Le cerveau réagit aux langues entendues dans la petite enfance

Le cerveau humain est capable d'identifier des sons et des tonalités propres à une langue entendue durant la petite enfance, mais jamais entendue par la suite. Telle est la conclusion d'une recherche canadienne menée sur des enfants adoptés, publiée ce 17 novembre dans les Comptes rendus de l'Académie américaine des sciences (PNAS).

La rédaction d'Allo Docteurs
La rédaction d'Allo Docteurs
Rédigé le
L'apprentissage peut se faire pendant le sommeil paradoxal et le sommeil lent léger.
L'apprentissage peut se faire pendant le sommeil paradoxal et le sommeil lent léger.
Zone spécifiquement activée lors de l'écoute des sons et tonalités du chinois mandarin (les niveaux d'activation des zones non spécifiques ont été soustraits aux résultats).
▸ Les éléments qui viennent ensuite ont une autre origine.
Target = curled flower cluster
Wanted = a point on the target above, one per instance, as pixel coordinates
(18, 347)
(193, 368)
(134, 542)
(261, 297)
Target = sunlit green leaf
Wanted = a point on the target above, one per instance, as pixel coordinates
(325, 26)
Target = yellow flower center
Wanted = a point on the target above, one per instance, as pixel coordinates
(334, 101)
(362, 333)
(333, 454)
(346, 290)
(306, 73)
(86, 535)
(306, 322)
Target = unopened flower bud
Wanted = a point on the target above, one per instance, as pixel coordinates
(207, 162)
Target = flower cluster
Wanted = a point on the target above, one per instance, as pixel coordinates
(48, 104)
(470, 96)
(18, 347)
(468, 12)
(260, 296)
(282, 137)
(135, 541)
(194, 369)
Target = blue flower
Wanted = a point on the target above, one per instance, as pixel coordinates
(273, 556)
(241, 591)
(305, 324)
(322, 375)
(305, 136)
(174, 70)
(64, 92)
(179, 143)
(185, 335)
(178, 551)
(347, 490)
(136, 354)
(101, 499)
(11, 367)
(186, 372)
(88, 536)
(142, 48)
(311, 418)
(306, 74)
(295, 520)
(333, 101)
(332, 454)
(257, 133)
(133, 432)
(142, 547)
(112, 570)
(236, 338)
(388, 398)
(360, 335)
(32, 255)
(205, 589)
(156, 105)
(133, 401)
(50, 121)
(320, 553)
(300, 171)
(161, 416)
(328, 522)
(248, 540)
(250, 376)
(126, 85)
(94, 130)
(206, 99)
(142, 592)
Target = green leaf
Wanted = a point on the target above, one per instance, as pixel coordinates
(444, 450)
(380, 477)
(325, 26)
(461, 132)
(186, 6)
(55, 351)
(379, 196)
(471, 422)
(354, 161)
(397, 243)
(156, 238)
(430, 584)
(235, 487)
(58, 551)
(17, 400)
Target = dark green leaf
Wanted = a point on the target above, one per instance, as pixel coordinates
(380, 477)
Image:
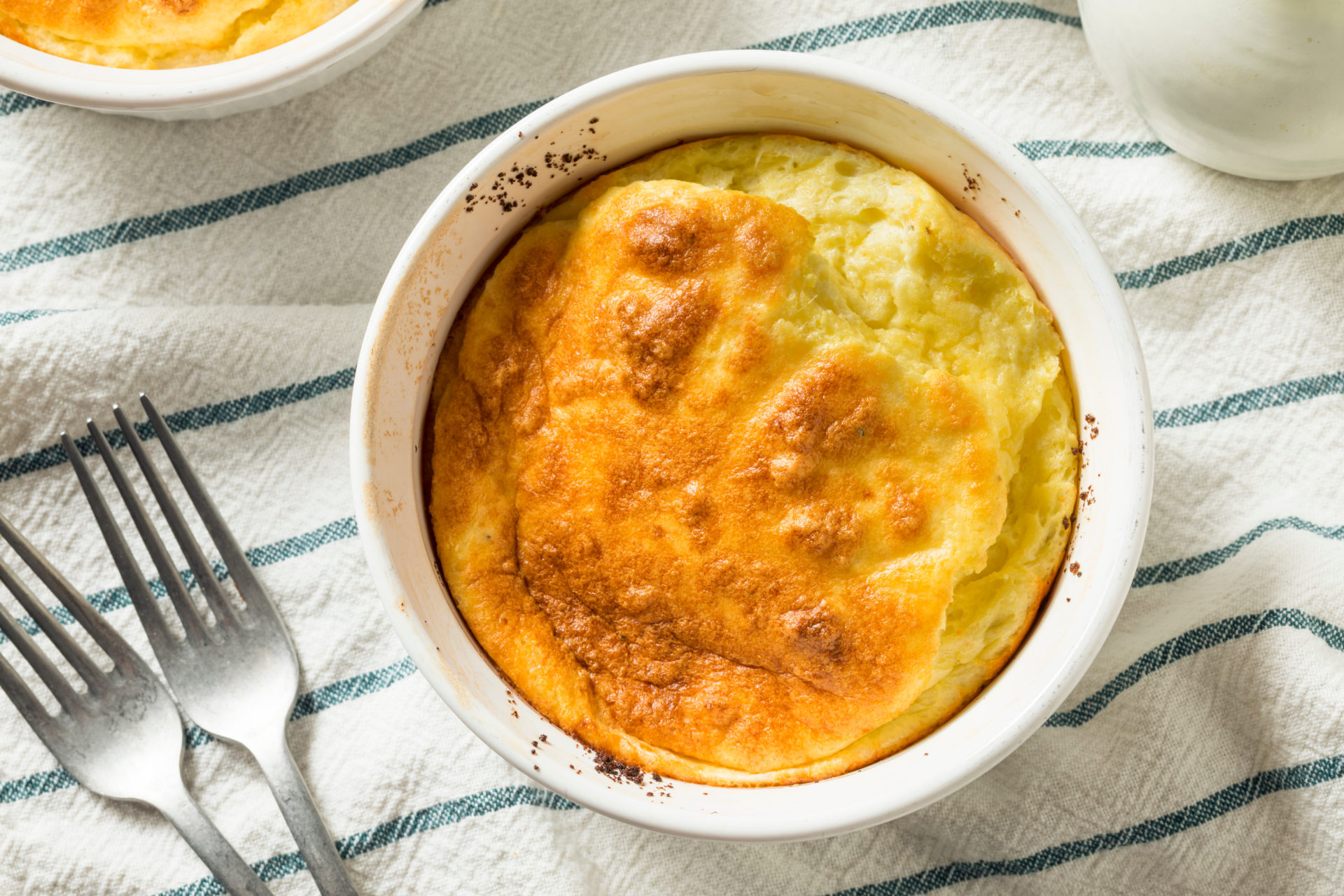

Source : PNAS
Zone spécifiquement activée lors de l'écoute des sons et tonalités du chinois mandarin (les niveaux d'activation des zones non spécifiques ont été soustraits aux résultats). Source : PNAS

Dans les premiers jours qui suivent la naissance, notre cerveau apprend à reconnaître les sons(1) propres au langage employé par nos congénères. Mais qu'advient-il des connexions neuronales associées à la reconnaissance de cette langue si, au cours de notre vie, nous n'y sommes plus exposés ?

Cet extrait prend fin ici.